Only three years ago, Lubanga, commander of an ethnic Hema rebel group in control of the eastern town of Bunia, gave an interview to The Washington Post as he lounged on an outdoor sofa at one of his three villas. Child recruits who doubled as bodyguards brought him trays of tea and trimmed the hedges framing his garden. He said that he had taken in the children because they had nowhere to go and promised to remove them from armed service. A year later, they were still there with him.

At the height of the fighting, Lubanga had 3,000 child soldiers ranging between the ages of 8 and 15, according to human rights organizations.

At the same time, according to the United Nations, there were nearly 300,000 child soldiers fighting in 30 countries, 75 percent of them in sub-Saharan Africa.

Amnesty International has interviewed children who described being given drugs to prompt them to fight -- making it difficult for these young recruits to return home or survive otherwise.

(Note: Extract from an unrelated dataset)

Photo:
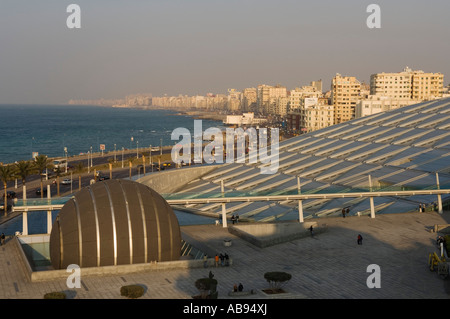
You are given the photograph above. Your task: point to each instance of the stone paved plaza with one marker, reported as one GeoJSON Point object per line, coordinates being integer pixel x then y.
{"type": "Point", "coordinates": [329, 266]}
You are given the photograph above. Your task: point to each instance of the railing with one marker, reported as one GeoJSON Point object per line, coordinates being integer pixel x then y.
{"type": "Point", "coordinates": [255, 196]}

Radhika Coomaraswamy, the U.N. special representative on children and armed conflict, reported recently on African child soldiers she met who had turned into killers with the sustained use of drugs. Such children were recycled into conflicts across borders as mercenaries, she said.

Amnesty reported that recruitment of child soldiers in Congo has continued despite internationally funded programs to disarm, demobilize and reintegrate underage fighters into society. Bensouda, the deputy prosecutor, said about 30,000 children were attached to armed groups in Congo during the peak of the conflict there, making up 40 percent of forces carrying arms. Amnesty International cited comparable figures.

By June of this year, a government commission had demobilized 19,054 children, Amnesty said. At least 11,000 children are still with armed groups and unaccounted for, remaining a reservoir of firepower for armed forces primed to resume hostilities, Amnesty and Bensouda said.

"Regardless of the outcome of the proceedings" against Lubanga, "this case represents a huge step in the struggle against these serious crimes against children," chief prosecutor Luis-Moreno Ocampo declared in August.

"Since the Nuremberg trials, this grand experiment is the next evolution in international law. It is the first such stand against this torrent of history," Prendergast said of the Congo case. He cautioned that imperfections remain and that the court would have to find ways to go after "arms linkages and arms deliverers so culpable of intensifying the conflict," even though evidence will be hard to produce.